Volarlo
todo
por los aires.
No seré el primero.
Ni el último.
Escribir naufragios para mí ha sido una forma de quemar mis naves.
Eliminar toda posibilidad de retorno.
Como Alejandro Magno o Hernán Cortés.
Al quemar las naves eliminaban también toda opción de retroceso o retirada.
Determinación total.
Por cojones.
Que he sobrevivido a más de cien naufragios.
Que aprendí a abrigarme con fragmentos de velas rotas.
A encontrar calor en el frío del mar y abrazos en el eco del viento.
A surfear tempestades cargando a la espalda los escombros de las ruinas del pasado.
A hacer hogar en la tormenta y a:
Contar
albatros
para dormir.
A custodiar con orgullo las cenizas de mi propio fénix.
Me acostaré a sangrar un rato, pero me levantaré a luchar de nuevo.
Con brasas capaces de derretir tungsteno.
¿Y qué si quemo mis naves?

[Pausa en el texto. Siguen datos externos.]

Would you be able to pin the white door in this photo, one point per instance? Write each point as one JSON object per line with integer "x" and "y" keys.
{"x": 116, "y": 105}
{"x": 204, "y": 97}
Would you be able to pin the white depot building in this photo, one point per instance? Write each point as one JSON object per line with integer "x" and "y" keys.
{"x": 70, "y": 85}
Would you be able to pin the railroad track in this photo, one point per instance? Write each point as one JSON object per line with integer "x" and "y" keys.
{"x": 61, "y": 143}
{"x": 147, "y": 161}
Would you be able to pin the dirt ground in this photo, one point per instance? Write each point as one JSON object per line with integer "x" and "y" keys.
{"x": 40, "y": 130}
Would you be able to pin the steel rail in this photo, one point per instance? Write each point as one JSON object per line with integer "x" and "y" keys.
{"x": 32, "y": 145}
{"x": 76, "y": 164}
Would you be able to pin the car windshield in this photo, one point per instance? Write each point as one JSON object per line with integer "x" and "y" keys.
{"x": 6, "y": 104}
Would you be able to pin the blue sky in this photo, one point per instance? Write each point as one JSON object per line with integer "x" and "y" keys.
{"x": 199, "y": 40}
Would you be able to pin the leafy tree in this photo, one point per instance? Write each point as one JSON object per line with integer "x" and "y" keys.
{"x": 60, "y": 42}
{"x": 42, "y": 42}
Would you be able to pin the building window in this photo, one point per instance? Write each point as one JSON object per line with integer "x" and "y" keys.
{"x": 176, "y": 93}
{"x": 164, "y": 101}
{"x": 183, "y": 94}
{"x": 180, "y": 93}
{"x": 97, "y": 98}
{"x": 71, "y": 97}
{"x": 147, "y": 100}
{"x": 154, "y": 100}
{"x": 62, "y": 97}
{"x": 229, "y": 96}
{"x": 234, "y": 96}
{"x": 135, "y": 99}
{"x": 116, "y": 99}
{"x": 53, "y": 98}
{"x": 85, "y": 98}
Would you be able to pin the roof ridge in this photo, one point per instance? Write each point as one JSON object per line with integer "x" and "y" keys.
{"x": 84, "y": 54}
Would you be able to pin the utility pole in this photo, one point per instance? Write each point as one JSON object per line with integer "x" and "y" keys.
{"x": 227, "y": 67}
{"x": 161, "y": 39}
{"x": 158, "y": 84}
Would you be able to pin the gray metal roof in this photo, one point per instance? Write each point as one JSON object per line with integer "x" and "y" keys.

Si envío mis navíos a la mayor de las guerras, por ella.
Si me inmolo, si me mojo, si me ahogo, si me atrapa el blanco de las olas, el azul del mar, el negro de la noche y la oscuridad del abismo.
Por ella.
Por ella, se alzarían imperios que dejarían a la Armada Invencible a la altura del betún.
Solo
para
volver
a naufragar
una y otra vez
por ella.
Naufragaría otras cien veces, antes de llegar a la mejor de las orillas sin ella.
Ningún mar en calma hizo experto a un marinero.